An important property of all of these results is that the error for normal and tangent is the same. Because we are encoding a rotation, all axes of that rotation suffer equally under quantization. I’m going to make an empirical observation/argument that what we want here is a slightly asymmetric encoding: a lower error for normals may be desirable. Intuitively, changing the tangent direction affects the rotation of the extra normal map features whereas changing the normal direction affects lighting even if the normal map is flat; in addition, on densely tessellated meshes where normal quantization is more likely to produce visible artifacts, you’re less likely to have a meaningful normal map. Finally, if the normal map is not flat, the quality of the normals in the normal map is also subject to quantization artifacts; although BC5 could have up to ~11 bits per channel of effective precision depending on the block, so sometimes tangent encoding may still be a limiting factor.

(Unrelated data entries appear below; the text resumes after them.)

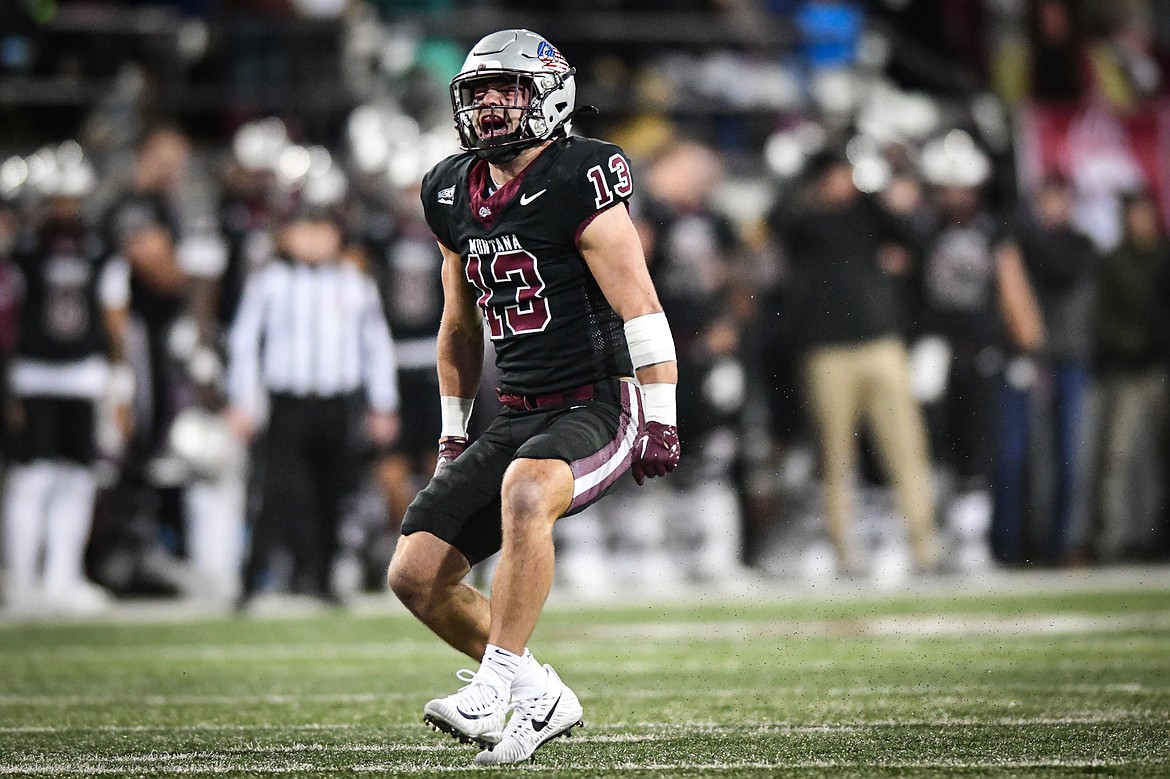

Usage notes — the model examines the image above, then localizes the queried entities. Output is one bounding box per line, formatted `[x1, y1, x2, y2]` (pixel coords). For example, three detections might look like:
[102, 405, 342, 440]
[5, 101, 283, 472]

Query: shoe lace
[503, 695, 543, 738]
[455, 668, 500, 709]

I guess my point is: are you really going to notice if the tangent vector is rotated by a fraction of a degree? Let’s assume you won’t.

Tangent angle encoding

This is likely an older technique, but the earliest concrete reference I could find was in Rendering the Hellscape of DOOM Eternal, slide 35, and it proceeds as follows: let’s encode the normal as a unit vector, for which we already know to use octahedron encoding. Given a normal vector, we can construct an arbitrary orthogonal basis; tangent vector lies in the resulting plane and can be expressed as a single 2D rotation angle.

DOOM encodes all three components (two normal components and tangent angle) in a byte each; this is a little below our quality bar. But the important part here is that this allows us to vary the bit count we use for normal components independently from the tangent angle to hit our 32-bit limit.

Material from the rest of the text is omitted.